Train, monitor, evaluate and deploy/serve your Tensorflow Machine Learning models rapidly in a unified way !

Here is a set of python3 scripts that demonstrate the use of Tensorflow2.x for model optimization and deployment on your data (1D, 2D, 3D...). The proposed tool-chain enables different experiments (model training/validating) to be launched in a unified way. All models are automatically exported periodically to enable model deployment (serving in production). All the resulting experiments logs can be compared. Model versioning is enabled. Hyperparameters management enables the Tensorboard HPARAMS interface.

This framework can be driven by higher level tools such as hyperopt to explore the hyperparameters space, etc. (see examples/hyperopt for demo(s))

@brief : the main script 'experiments_manager.py' enables training, validating and serving Tensorflow2.x models with python3

@author : Alexandre Benoit, LISTIC lab, FRANCE

A quick presentation of the system is available here, details are given below.

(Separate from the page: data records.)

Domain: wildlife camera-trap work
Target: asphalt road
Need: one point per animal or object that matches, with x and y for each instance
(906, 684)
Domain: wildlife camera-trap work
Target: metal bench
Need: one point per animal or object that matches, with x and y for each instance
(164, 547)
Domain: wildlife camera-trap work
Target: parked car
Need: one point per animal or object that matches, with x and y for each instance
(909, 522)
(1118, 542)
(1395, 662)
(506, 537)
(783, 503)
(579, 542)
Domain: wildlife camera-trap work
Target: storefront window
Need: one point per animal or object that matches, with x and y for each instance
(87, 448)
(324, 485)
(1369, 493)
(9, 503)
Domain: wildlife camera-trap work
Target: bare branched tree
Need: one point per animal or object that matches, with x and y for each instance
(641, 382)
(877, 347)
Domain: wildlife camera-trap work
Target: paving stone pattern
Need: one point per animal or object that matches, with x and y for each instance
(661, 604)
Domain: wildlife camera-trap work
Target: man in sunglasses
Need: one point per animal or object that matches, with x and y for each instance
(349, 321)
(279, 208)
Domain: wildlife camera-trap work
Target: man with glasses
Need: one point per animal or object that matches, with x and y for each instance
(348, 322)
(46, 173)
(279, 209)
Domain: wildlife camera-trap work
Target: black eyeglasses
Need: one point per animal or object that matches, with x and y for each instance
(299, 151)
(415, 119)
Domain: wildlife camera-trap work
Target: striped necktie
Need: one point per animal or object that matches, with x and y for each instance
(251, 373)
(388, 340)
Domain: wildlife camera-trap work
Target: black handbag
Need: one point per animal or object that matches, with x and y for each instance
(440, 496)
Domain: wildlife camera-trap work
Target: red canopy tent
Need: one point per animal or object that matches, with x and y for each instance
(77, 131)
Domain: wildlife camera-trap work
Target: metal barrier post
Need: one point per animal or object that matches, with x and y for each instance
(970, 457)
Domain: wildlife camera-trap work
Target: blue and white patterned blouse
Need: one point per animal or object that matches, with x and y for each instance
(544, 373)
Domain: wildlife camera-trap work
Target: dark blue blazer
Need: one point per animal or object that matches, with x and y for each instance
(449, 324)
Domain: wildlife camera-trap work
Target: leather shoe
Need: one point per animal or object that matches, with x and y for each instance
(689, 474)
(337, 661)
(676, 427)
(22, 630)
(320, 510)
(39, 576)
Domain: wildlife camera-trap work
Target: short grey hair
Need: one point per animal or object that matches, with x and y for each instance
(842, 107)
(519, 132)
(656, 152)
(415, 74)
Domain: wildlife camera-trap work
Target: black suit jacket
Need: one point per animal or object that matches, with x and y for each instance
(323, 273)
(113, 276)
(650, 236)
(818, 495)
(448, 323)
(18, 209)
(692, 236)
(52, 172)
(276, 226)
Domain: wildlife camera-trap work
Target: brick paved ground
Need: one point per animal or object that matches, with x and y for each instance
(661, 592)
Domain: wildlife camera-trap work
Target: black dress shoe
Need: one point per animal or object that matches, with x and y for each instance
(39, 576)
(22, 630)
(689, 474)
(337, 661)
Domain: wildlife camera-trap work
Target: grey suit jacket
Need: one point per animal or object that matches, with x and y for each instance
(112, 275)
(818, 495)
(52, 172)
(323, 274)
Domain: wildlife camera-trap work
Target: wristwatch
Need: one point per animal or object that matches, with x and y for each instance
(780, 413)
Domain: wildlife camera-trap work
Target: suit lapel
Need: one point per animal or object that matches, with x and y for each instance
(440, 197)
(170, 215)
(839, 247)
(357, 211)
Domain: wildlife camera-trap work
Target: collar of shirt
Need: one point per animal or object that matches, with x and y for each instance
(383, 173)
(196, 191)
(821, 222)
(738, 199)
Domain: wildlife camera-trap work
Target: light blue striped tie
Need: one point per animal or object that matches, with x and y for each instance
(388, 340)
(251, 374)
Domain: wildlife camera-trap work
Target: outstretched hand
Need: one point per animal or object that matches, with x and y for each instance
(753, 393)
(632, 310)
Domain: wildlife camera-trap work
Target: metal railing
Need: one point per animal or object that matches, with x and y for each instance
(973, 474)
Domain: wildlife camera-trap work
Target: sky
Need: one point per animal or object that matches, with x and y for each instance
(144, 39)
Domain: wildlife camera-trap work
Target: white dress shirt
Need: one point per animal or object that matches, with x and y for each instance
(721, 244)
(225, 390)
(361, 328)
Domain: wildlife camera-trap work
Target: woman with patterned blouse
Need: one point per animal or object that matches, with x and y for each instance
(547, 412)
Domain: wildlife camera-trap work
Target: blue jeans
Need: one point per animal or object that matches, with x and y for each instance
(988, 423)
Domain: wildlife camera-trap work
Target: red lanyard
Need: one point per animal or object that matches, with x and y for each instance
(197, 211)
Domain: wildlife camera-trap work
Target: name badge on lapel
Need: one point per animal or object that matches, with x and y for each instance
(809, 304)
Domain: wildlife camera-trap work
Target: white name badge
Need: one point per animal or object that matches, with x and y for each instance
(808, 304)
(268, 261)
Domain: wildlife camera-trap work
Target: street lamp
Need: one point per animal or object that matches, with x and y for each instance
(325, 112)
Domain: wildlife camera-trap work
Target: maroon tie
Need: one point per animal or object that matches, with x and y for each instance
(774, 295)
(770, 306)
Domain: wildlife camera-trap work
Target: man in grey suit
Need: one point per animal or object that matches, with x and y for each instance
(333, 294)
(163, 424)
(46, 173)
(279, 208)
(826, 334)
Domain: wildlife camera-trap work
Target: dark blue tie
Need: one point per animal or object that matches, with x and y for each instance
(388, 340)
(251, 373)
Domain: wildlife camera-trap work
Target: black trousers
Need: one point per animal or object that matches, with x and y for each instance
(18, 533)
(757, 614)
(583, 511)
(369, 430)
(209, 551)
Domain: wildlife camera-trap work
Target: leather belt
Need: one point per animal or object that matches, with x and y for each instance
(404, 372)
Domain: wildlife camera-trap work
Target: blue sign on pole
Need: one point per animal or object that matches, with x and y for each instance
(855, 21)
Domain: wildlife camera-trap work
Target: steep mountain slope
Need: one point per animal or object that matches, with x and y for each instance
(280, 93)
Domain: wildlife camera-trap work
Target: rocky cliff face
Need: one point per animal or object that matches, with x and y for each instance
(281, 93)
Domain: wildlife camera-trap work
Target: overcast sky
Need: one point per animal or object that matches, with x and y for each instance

This work has been facilitated by intensive experiments conducted on the JeanZay French supercomputer (Grant 2020-AD011011418) (http://www.idris.fr/jean-zay/)

Main ideas put together:

Training a model defined with tf.keras to manage training, validation and export in a easy and systematic way (no more forget your favorite methodology, callbacks from one experiment to the other).
Using moving averages to store parameters with values smoothed along the last training steps to get more stable and more accurate served models.
Automatic storage of all the model outputs on the validation dataset in order to observe some data projections on the TensorBoard for embedding understanding.
Early stopping to interrupt training if the considered metric (validation loss by default) exist and does not decrease over a long period.
Make use of the tensorflow-serving-api to serve the model and dynamically load updated models, even while training is still running.
A generic tensorflow-serving client codes to reuse the trained model on single sample or streamed data.
Each experiment is stored in a specific folder for model versioning and comparison.
Restart training after failure made easy.
Reproducible experiments with random_seeds
Activate various optimization options such as XLA, mixed precision and multi GPU processing
Federated Learning (FedML), relying on the Flower library, few changes to switch from you classical training model to the federated version
Have a look at the examples folder to start from typical ML problem examples.

Approach:

A single script, experiments_manager.py, that manages all the train/val/export/serve process is provided to let you no more care about it.
You write the experiment settings file that focuses on the experiment but avoid the machinery. You then define the expected variables and functions (datasets, learning rates, loss, etc.). This is enough work but only focused on the experiment.
You write your model in a separate file following a basic function prototype. This will allow you to switch between models but still relying on the same experiment settings.
You run the experiment and regularly look at the Tensorboard to monitor indicators, weight distributions, model output embedding, etc.
You finally run the model relying on the Tensorflow serving API.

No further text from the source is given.